# METEOROLOGÍA > Sequia >  La reunión europea del agua elogia a la CHS por su lucha contra la sequía

## FEDE

Hola a todos:

Aquí os dejo noticia de larazon.es
http://www.larazon.es/noticia/9667-l...ntra-la-sequia

Un saludo a todos.


*La reunión europea del agua elogia a la CHS por su lucha contra la sequía* 

28 Mayo 10 
Marta Moren expresó la voluntad de España en cumplir los compromisos europeos en cuanto a la planificación hidrológica.

MURCIA- La directora general del Agua del Ministerio de Medio Ambiente, Medio Rural y Marino, Marta Moren, presidió ayer una reunión informal en Segovia de los directores del Agua europeos a la que también asistió la presidenta de la Confederación Hidrográfica del Segura (CHS), Charo Quesada, para tratar diversos asuntos de interés común como el estado de las estrategias comunes en ejecución o la marcha de los Planes Hidrológicos de Cuenca.
Aprovechando la cita, la directora general del Agua explicó que, tal y como exige el artículo 13 de la Directiva Marco del Agua, el MARM remitió, el pasado 22 de marzo, la información técnica sobre los Planes Hidrológicos a través del «Sistema Europeo de Información del Agua».
Durante su información, Marta Moren expresó la voluntad de España en cumplir con los compromisos europeos en cuanto a la planificación hidrológica y Estrategia Común de Implantación de la Directiva Marco del Agua. Asimismo, añadió que la sostenibilidad es el principio que debe inspirar la gestión del agua y que el cuidado de los ecosistemas es una obligación de todos los países, a la que la crisis económica no debe hacer renunciar. 
Por último, Moren informó sobre los resultados de la «Confederación internacional sobre la escasez de agua y sequía» y la «Conferencia internacional sobre aguas subterráneas», ambas celebradas en España bajo el marco de la Presidencia Europea. Cabe destacar la participación de la CHS en la última de éstas, tras su elección como Cuenca Piloto europea para el estudio de la lucha contra la sequía. 
En dicha cita, el organismo de cuenca explicó a representantes de toda la Unión Europea cómo había logrado superar la peor sequía de la que se tiene constancia en el Sureste español sin siquiera recurrir a los cortes de agua. Esta reunión se celebra habitualmente durante la presidencia semestral para estudiar la evolución de la política hidrográfica común.

----------


## jasg555

> Hola a todos:
> 
> Aquí os dejo noticia de larazon.es
> http://www.larazon.es/noticia/9667-l...ntra-la-sequia
> 
> Un saludo a todos.
> 
> 
> *La reunión europea del agua elogia a la CHS por su lucha contra la sequía* 
> ...


 Como se engaña a cuatro políticos europeistas paniaguados...

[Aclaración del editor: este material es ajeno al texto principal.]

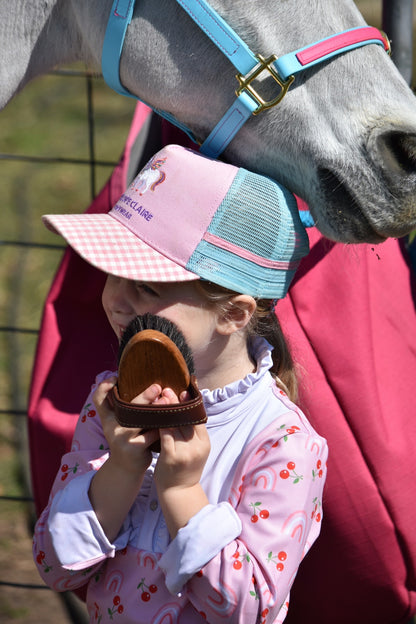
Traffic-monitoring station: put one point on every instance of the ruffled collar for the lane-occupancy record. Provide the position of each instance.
(214, 400)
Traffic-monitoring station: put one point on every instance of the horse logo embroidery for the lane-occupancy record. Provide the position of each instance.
(151, 176)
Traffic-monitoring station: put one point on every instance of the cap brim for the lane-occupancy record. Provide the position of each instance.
(106, 244)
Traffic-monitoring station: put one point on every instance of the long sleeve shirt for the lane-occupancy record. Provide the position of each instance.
(237, 558)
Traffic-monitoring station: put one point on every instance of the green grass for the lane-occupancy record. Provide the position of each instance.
(48, 119)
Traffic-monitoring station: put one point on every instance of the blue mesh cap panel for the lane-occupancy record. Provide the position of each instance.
(259, 216)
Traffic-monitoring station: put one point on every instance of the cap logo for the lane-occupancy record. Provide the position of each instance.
(147, 180)
(150, 177)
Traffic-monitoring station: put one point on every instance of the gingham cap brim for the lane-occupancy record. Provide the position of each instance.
(109, 246)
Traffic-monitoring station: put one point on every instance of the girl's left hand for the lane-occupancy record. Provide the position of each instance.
(184, 452)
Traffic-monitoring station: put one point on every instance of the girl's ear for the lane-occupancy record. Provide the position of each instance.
(236, 315)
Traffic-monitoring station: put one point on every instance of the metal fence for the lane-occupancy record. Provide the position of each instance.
(397, 22)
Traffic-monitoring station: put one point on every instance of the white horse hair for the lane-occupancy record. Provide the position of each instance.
(343, 138)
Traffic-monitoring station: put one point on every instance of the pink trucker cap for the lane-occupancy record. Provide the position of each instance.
(185, 217)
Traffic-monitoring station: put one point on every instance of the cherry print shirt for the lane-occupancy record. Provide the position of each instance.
(236, 558)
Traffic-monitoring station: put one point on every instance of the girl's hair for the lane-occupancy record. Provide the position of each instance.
(265, 323)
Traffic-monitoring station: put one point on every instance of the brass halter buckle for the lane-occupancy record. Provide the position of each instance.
(246, 83)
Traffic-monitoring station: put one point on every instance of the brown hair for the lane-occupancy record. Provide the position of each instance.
(265, 323)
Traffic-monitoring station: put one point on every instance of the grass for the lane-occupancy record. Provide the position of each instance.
(48, 119)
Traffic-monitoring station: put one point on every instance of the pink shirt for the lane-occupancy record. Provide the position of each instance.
(236, 559)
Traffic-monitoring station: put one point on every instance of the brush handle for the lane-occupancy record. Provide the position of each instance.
(191, 412)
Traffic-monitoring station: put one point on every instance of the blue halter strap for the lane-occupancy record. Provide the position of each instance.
(249, 66)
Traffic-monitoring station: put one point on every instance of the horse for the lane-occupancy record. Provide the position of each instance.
(343, 138)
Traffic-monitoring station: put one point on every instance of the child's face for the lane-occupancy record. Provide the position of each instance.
(180, 303)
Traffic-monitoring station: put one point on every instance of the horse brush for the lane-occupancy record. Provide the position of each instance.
(153, 350)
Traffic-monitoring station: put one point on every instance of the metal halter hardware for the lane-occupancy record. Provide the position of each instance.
(249, 66)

 Claro que no se recurre a los cortes de agua en el Sureste Español.

Los cortes de agua se han producido en la cuenca cedente. En los pueblos ribereños de Entrepeñas y Buendía.
Aquí:


Ésto era el río Tajo debajo del trasvase:


 Y es que, cualquiera que tiene boca puede rebuznar...

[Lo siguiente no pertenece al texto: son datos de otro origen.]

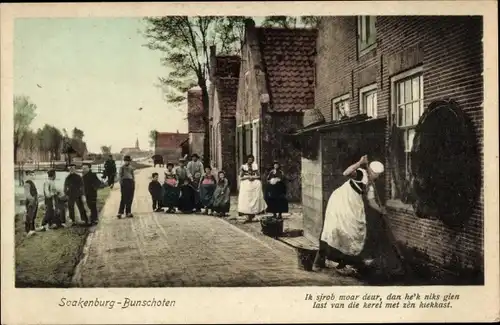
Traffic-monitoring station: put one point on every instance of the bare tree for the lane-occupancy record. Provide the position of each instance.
(24, 114)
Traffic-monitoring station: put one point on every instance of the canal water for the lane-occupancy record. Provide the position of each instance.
(40, 177)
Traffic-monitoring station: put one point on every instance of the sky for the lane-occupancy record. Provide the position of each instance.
(93, 74)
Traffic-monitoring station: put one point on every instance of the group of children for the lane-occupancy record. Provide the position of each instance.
(191, 188)
(79, 190)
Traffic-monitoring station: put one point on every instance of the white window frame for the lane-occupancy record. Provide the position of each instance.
(335, 101)
(366, 43)
(395, 81)
(363, 92)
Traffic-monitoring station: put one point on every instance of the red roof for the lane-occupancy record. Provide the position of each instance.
(167, 140)
(227, 66)
(288, 58)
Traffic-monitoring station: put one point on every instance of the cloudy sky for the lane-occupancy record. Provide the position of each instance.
(93, 74)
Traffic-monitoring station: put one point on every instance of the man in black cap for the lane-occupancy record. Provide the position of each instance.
(110, 171)
(31, 195)
(91, 184)
(73, 188)
(127, 188)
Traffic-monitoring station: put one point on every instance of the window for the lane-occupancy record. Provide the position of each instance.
(367, 35)
(368, 100)
(408, 105)
(340, 108)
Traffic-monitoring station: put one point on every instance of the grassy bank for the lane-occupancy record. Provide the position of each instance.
(49, 259)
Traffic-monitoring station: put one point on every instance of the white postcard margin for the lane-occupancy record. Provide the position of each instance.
(246, 305)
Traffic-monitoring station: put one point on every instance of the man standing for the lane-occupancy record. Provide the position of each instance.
(73, 188)
(127, 187)
(31, 195)
(195, 166)
(91, 184)
(110, 171)
(49, 193)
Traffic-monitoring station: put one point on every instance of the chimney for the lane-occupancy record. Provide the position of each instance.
(213, 63)
(249, 23)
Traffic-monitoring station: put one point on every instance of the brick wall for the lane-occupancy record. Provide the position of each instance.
(196, 143)
(195, 112)
(228, 150)
(275, 145)
(312, 195)
(449, 49)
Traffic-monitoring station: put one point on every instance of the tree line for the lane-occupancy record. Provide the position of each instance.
(48, 142)
(185, 42)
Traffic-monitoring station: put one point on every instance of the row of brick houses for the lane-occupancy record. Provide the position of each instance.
(371, 79)
(379, 74)
(256, 99)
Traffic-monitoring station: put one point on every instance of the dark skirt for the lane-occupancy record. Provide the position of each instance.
(207, 194)
(170, 196)
(222, 200)
(276, 198)
(187, 198)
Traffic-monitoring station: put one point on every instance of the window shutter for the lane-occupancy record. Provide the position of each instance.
(446, 164)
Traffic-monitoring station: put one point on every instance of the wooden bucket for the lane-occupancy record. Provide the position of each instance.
(272, 227)
(305, 258)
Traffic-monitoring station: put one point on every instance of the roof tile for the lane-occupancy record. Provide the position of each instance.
(287, 55)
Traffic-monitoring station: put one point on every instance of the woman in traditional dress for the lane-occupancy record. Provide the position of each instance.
(344, 229)
(250, 199)
(276, 200)
(207, 188)
(170, 189)
(222, 196)
(187, 197)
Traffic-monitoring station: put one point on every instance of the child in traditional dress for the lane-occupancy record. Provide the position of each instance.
(155, 190)
(207, 188)
(196, 185)
(222, 196)
(170, 189)
(187, 197)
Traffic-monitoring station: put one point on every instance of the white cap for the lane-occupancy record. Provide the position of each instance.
(377, 167)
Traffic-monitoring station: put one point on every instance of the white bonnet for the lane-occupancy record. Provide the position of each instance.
(377, 167)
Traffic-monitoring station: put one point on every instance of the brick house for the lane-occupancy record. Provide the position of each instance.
(168, 145)
(379, 74)
(223, 92)
(276, 85)
(196, 125)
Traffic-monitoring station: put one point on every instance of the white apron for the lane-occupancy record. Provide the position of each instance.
(345, 221)
(251, 198)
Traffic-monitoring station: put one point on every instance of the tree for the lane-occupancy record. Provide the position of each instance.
(106, 150)
(185, 41)
(152, 138)
(24, 114)
(77, 134)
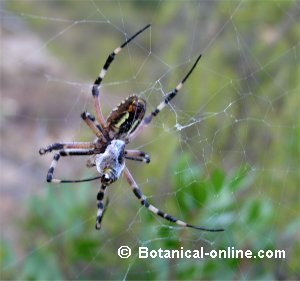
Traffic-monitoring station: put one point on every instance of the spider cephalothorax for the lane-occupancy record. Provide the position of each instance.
(108, 151)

Es increíble, con lo que estamos viendo y sufriendo.

----------


## F. Lázaro

> Como se engaña a cuatro políticos europeistas paniaguados...
> 
>  Claro que no se recurre a los cortes de agua en el Sureste Español.
> 
> Los cortes de agua se han producido en la cuenca cedente. En los pueblos ribereños de Entrepeñas y Buendía.
> Aquí:
> 
> 
> Ésto era el río Tajo debajo del trasvase:
> ...


Totalmente de acuerdo contigo jasg555, no doy crédito  :Mad:  :Mad:  :Mad: 

Desde luego...lo que hay que oír...que elogien a la CHS por su lucha contra la sequía  :Embarrassment:

----------


## ben-amar

Actitud a tomar ante una pertinaz sequia:
1º.-Exigir solidaridad de otras cuencas de España.
2º.-Apliar y multiplicar por 3 los regadios paracrear riqueza y la gente no pierda patrimonio
3º.- En vista de que al aumentar los regadios disminuye el agua disponible, exigir mas solidaridad
4º.- Si con las cuencas cedentes no hubiese bastante agua, exigir mas cuencas cedentes.
Para todo buen politico es necesario minimizar el hecho de que los rios-cabecera de trasvases queden secos pues no se hacen tortillas sin romper huevos
Quien proteste por estos trasvases es ruin, miserable, insolidario (aunque se haya quedado sin agua para beber).

----------


## Salut

Por favor!! Un poco de seriedad en los mensajes!

La Cuenca del Segura no necesita trasvase alguno para garantizar el suministro urbano, al menos a nivel cuantitativo:

Demanda urbana = 205 hm3
Demanda ambiental en sequía = 16 hm3
TOTAL = 221 hm3

Aportaciones mínimas (1994/1995) = 388 hm3


Así que a las cosas por su nombre, jo***!

----------


## jasg555

> Por favor!! Un poco de seriedad en los mensajes!
> 
> La Cuenca del Segura no necesita trasvase alguno para garantizar el suministro urbano, al menos a nivel cuantitativo:
> 
> Demanda urbana = 205 hm3
> Demanda ambiental en sequía = 16 hm3
> TOTAL = 221 hm3
> 
> Aportaciones mínimas (1994/1995) = 388 hm3
> ...


La maquinaria pronuevostrasvases está engrasada y funcionando a tope.

----------